Cholera, dr W Krukar robi mapę, ale nie wie, co na nią naniesione?
Ostatnio edytowane przez chris ; 12-03-2007 o 21:24 Powód: emotka dodatkowo :) i spacja naniesiona
wie co robi - kopnij się w teren i zobaczysz co ta podwójna znaczy.
Proponuję na początek kubeł zimnej wody - albo dwa i trzy.
Jabol ma rację co do forum - przy takim fierdoleniu nowy ziom bieszczadzki od razu zajarzy - TKM.
Pozdrówka
"dosyć często rozważam co jest warte me życie?...tam na dole zostało wszystko to co cię męczy ,patrząc z góry w około - świat wydaje się lepszy.."
Pozdrawiam Janusz
no tak... ale wydaje mi sie ze robiac mape robi sie ja tak zeby ten kto ja kupi wiedzial co te dziwne znaczki znacza.. to ze osobnik robiacy mape wie to jasne ale chyba nie o to w mapie chodzi, zeby tylko on wiedzial. Albo sie myle?? no bo jednak po cos zamieszcza sie na mapach oznaczenia, ktora kreska oznacza droge a ktora rzeke
michal, i calkiem nie rozumiem o co chodzi ci z kublem zimnej wody i z ziomem...

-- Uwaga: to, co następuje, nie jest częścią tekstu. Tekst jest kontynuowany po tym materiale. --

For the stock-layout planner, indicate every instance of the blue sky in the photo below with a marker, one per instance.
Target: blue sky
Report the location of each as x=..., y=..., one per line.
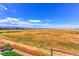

"ujrzałam kiedyś o świcie dwie drogi, wybrałam tą mniej uczęszczaną - cała reszta jest wynikiem tego, że ją wybrałam.. "
na wiecznych wagarach od życia...
Witam Michała i yoorga - napiszę tak : jeśli w legendzie mapy są określone znaki, wraz z objaśnieniem, a nie ma ich na tejże samej mapie, to jest to bajzel i niedoróbka. I vice versa : jeśli na samej mapie są określone znaki kartograficzne, a nie ma ich w legendzie, wraz z ich objaśnieniem, to także jest to bajzel i niedoróbka. Tymczasem za mapę płacimy keszem. Wsio. Powstrzymuję się od innych uwag, a byłoby ich co nieco.
O wodzie i kubełkach ;-)): pamiętam - niebawem lany poniedziałek, czy jak to tam się zwie; mam nadzieję, że zdążę z tym ,ble, "pogaństwem", bo na Marzannę czas już nadchodzi - to ponoć propagowanie przemocy . Poza tym nie grypsuję.
Dajmy spokój, idzie śliczna, jak zwykle, wiosna, nie bądźcie tacy zestresowani, więcej uśmiechu i żartobliwości Wam życzę, na Bieskach świat się nie kończy, dziś jest OK, jutro, najdalej pojutrze, będzie jeszcze lepiej, spox.
Rano robimy nic. Lubimy to robić (Z Bertranda, 2011)
właśnie, wziąłby człowiek amunicję
eksportową śliwowicję
drzwi opatrzyłby w inskrypcję:
"przedsięwzięto ekspedycję" (MamciaDwaChmiele,2012)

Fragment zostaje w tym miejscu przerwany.